Fri Jun 22, 2018 8:39 am
Promotions were not a given in that era. You didn't get promoted, because you had been at your rank for so-n-so long and did your schooling and training, so they gave you a promotion. People were promoted to fulfill the requirements of a position. Often they were simply brevetted; that is, they got to wear the rank, and actually got the pay of a higher rank than they actually held. Brigades were supposed to be lead by Brigadier Generals--which is where the name comes from--but very often they were actually lead by Colonels. Divisions by Maj.Gen.s, Corps by Lt.Gen.
Longstreet and Jackson, under Lee's organization both lead Corps under Lee. Actually, each first lead a 'wing' of Lee's army, because in '62, Lee was not authorized by congress to organize his army into Corps. As always, and on both sided of the war (and still today) all such organizational changes to the structure of the army, had to be approved by Congress. Lee got approval to promote both to Maj.Gen. after the Peninsula Campaign, and then reorganized the army into 'corps', but called them left and right 'wings',until congressional approval was granted, but he was allowed to make informal command assignments. When the Confederate Congress approved the Corps. command structure, the names were simply changed, and they became official, although both Jackson and Longstreet were still Maj.Gen.'s, so they were brevetted until they were officially promoted to Lt.Gen. in early '63. This was a very common practice during the war.

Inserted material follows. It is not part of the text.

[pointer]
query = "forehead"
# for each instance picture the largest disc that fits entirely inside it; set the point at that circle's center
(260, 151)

At the General ranks, promotions were very political. Often relations between generals and politicians played a huge role, and often other generals were dragged along by higher ranking Generals. Everybody did it. Lee threw out Holmes and some other division commanders--he actually promoted them out of his theater to some backwater parts of the war, and dragged Longstreet and Jackson along on his coat-tails. McClellan did it. Hooker did it. Grant did it.
The game uses seniority and a leader's political influence trait to represent the political costs to the president were he to press an out-of-seniority promotion through.
Maybe a couple of things might be changed though. Maybe if a leader became promotable, but his seniority would cause a political ruckus (NM and VP looses), instead the player could choose to advance his seniority by a huge amount. Currently if you don't promote a leader, after the timer runs out, he goes up 2 or 4 points in seniority, but maybe it ought to be more.